Best Practices from Production:
- Use connection pooling with
statement_timeout to prevent runaway queries.
- Cache frequent semantic queries with Redis when query patterns stabilize.
- Monitor
pg_stat_user_indexes for index bloat and scan ratios.
- Run
EXPLAIN ANALYZE on vector queries to verify index usage; full scans indicate missing or invalid indexes.
- Version your embedding models and automate re-embedding pipelines with
pg_cron or Temporal.
Production Bundle
Action Checklist
Decision Matrix
| Scenario | Recommended Approach | Why | Cost Impact |
|---|
| <10M vectors, strict ACID required, existing Postgres infra | pgvector with HNSW | Eliminates dual-write complexity, maintains transactions, leverages existing backups | -60% infra cost vs managed vector DB |
| >50M vectors, memory-constrained, batch-only writes | pgvector with IVFFlat + high lists | Lower memory footprint, predictable build times, acceptable recall for offline workloads | +15% latency, -40% RAM usage |
| Multi-tenant SaaS, row-level security, complex joins | pgvector + RLS policies | Vector results inherit relational permissions natively; no sync layer needed | Neutral infra, -80% compliance engineering time |
| Rapid prototyping, <100k vectors, experimental models | pgvector + default HNSW | Zero config, fast iteration, easy rollback if model changes | Minimal, scales linearly with data |
Configuration Template
-- schema.sql
CREATE EXTENSION IF NOT EXISTS vector;
CREATE TABLE semantic_documents (
id UUID PRIMARY KEY DEFAULT gen_random_uuid(),
tenant_id UUID NOT NULL,
title TEXT NOT NULL,
body TEXT NOT NULL,
embedding vector(1536) NOT NULL,
model_version TEXT DEFAULT 'openai-text-embedding-3-small',
created_at TIMESTAMPTZ DEFAULT NOW(),
updated_at TIMESTAMPTZ DEFAULT NOW()
);
CREATE INDEX semantic_docs_embedding_idx ON semantic_documents
USING hnsw (embedding vector_cosine_ops) WITH (m = 32, ef_construction = 128);
CREATE INDEX semantic_docs_tenant_idx ON semantic_documents (tenant_id);
-- Enable RLS if multi-tenant
ALTER TABLE semantic_documents ENABLE ROW LEVEL SECURITY;
CREATE POLICY tenant_isolation ON semantic_documents
USING (tenant_id = current_setting('app.current_tenant_id')::uuid);
// vectorSearch.ts
import { Pool } from 'pg';
const pool = new Pool({ connectionString: process.env.DATABASE_URL });
export async function searchSemantic(
tenantId: string,
query: string,
queryEmbedding: number[],
limit: number = 10
) {
const vectorStr = `[${queryEmbedding.join(',')}]`;
// Set session-level HNSW parameter for query accuracy
await pool.query('SET hnsw.ef_search = 100;');
const res = await pool.query(
`SELECT id, title, body, 1 - (embedding <=> $1::vector) AS similarity
FROM semantic_documents
WHERE tenant_id = $2
ORDER BY embedding <=> $1::vector
LIMIT $3`,
[vectorStr, tenantId, limit]
);
return res.rows;
}
Quick Start Guide
- Launch pgvector-enabled Postgres: Run
docker run -d --name pgvector -e POSTGRES_PASSWORD=postgres -p 5432:5432 pgvector/pgvector:pg16
- Initialize Schema: Connect via
psql, run CREATE EXTENSION vector;, and execute the configuration template SQL.

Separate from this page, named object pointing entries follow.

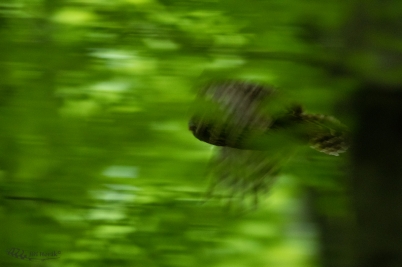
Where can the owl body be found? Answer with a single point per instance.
(252, 142)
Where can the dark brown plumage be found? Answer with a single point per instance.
(236, 116)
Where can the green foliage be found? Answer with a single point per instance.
(97, 161)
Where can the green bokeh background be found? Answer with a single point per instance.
(96, 159)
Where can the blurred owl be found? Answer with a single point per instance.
(254, 136)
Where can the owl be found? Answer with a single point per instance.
(254, 136)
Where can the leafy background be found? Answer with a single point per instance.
(97, 161)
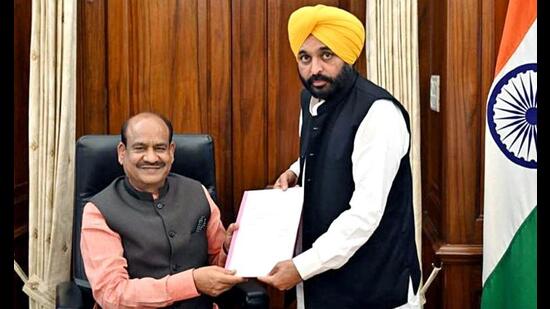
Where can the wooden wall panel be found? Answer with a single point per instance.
(22, 11)
(215, 70)
(92, 115)
(249, 93)
(459, 42)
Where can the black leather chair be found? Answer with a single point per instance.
(96, 165)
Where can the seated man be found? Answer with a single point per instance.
(148, 238)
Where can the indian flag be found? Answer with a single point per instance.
(510, 206)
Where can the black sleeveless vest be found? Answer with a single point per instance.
(160, 237)
(377, 275)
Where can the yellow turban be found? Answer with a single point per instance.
(338, 29)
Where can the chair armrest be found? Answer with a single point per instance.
(246, 295)
(68, 295)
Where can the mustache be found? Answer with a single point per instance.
(149, 164)
(318, 77)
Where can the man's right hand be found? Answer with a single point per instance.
(286, 180)
(214, 280)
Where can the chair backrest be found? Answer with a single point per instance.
(96, 166)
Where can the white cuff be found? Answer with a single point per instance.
(295, 167)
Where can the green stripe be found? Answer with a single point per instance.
(513, 282)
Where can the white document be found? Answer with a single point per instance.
(268, 224)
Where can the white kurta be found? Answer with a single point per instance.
(381, 141)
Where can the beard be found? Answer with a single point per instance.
(332, 85)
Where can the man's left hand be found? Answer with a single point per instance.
(283, 276)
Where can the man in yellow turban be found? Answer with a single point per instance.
(356, 247)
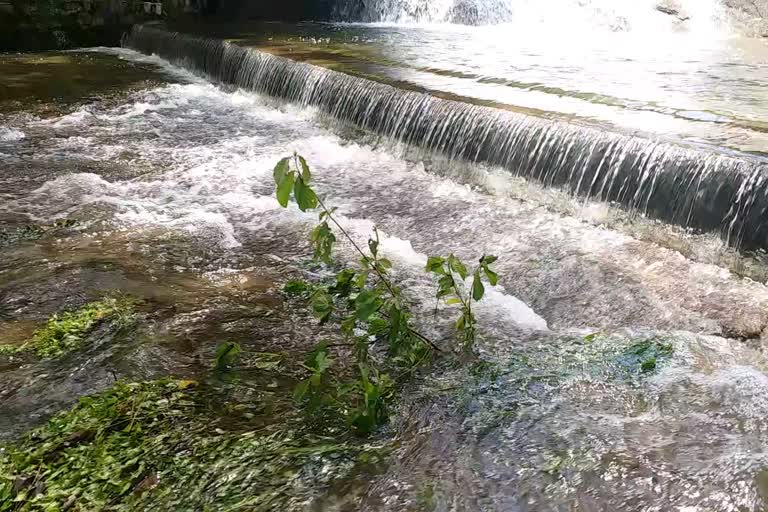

- Generate Embeddings: Use your preferred SDK (OpenAI, Cohere, or local ONNX) to convert text to 1536-dimension arrays.
- Insert & Index: Batch-insert 1000 documents using the TypeScript template. Postgres automatically updates the HNSW index.
- Query: Call
searchSemantic() with a query string and its embedding. Verify results return within 30-60ms p99 on a 4 vCPU instance.